Die Kunst in Reanimationssituationen ist nicht das Drücken oder die Beatmung, auch nicht das Legen von venösen Zugängen oder die korrekte Platzierung eines Tubus. Die Kunst besteht darin, schnell die wesentlichen Probleme eines Patienten zu erfassen und die nötigen Maßnahmen in der richtigen Reihenfolge zu veranlassen, ohne gleichzeitig andere nötige Maßnahmen zu vernachlässigen. Notfälle sind Herausforderungen an die Fähigkeit zu schneller und effizienter Arbeit, eine Art reale Strategiespiele, und als solche potenziell simulierbar.

Retten Sie den Laborassistenten!

Auf der Reanimations-Website schlechthin, dem amerikanischen ACLS.NET, findet man zur Einstimmung bzw. Wiederholung die aktuellen Algorithmen zum Management von Asystolien, Tachykardien, Kammerflimmern und Cardioversionen. Auf den Simulationsseiten stehen dann die Notfall-Situationen, die es anhand der vorher studierten Algorithmen erfolgreich zu bewältigen gilt. Es stehen drei Menüs zur Auswahl: Basic Life Support, Advanced Life Support (Intubation, Defibrillation, Schrittmacher usw.) und die Drug Box, also eine Medikamentenschachtel, in der sich alle in der Notfallmedizin gängigen Mittel in unterschiedlichen Dosierungen befinden. Retten Sie zum Beispiel den Labor-Assistenten, der während einer Blutentnahme plötzlich selbst kollabiert. Bevor Sie sich nach hoffentlich erfolgreicher Reanimation dem nächsten Fall zuwenden, können Sie rasch noch einen kleinen Wissens-Check Notfall-Medikamente absolvieren.

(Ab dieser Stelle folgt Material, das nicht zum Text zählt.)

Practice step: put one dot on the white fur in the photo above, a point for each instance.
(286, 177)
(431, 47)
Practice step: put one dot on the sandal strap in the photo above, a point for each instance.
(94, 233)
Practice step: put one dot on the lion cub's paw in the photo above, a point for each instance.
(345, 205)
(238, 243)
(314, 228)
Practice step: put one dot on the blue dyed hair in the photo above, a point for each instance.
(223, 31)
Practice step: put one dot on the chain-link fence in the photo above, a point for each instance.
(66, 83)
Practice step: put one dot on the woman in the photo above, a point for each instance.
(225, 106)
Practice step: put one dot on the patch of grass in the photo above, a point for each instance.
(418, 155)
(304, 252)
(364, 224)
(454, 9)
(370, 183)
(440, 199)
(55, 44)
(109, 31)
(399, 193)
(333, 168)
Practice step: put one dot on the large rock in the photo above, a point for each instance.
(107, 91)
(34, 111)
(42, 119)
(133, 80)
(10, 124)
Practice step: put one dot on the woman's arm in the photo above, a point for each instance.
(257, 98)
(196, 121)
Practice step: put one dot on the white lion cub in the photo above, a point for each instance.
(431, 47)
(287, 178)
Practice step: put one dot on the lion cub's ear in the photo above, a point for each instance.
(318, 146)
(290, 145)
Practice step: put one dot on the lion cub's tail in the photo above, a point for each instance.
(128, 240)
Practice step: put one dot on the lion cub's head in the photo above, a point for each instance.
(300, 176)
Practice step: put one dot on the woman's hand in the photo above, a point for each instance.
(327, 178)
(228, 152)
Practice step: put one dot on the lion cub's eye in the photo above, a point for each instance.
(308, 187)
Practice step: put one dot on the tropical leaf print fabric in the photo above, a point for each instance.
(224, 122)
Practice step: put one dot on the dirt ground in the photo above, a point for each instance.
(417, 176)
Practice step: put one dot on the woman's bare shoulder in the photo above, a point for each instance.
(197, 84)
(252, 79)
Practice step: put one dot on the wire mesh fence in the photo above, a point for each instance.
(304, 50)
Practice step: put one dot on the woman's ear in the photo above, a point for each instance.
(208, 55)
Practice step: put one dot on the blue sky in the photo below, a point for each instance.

Nicht von der Schwester nerven lassen!

Mehr an Unfallmedizin interessierte sollten sich die Seiten des Trauma Research Fellowship in San Francisco, Trauma.org, nicht entgehen lassen. Die simulierten Notfallsituationen, hier wohl in Anlehnung an die in der Pathologie vor langer Zeit üblichen Wachsmodelle Moulagen genannt, bestechen durch detailliert ausgeschmückte Situationsskizzen, in denen schon einmal die Krankenschwester nervt oder kleine Pannen dazwischen kommen. Versorgen Sie zum Beispiel ein Kind, das bei einem Autounfall verletzt wurde - ein Case, der realitätsnah damit beginnt, dass Sie das Gewicht des Winzlings anhand seines Alters schätzen sollen, um ggf. nötige Medikamente nicht überzudosieren. Das polytraumatisierte Kind wird Ihnen dabei auch visuell näher gebracht, sodass Sie sich anhand der Verletzungen die sinnvollste Reihenfolge Ihrer Maßnahmen überlegen können. Nicht-pädiatrische Patientensimulationen stehen natürlich auch zur Verfügung, etwa der Fall eines jungen Testfahrers, der mit einem Baum kollidierte und sich dabei ein Schädel-Hirn-Trauma zuzog.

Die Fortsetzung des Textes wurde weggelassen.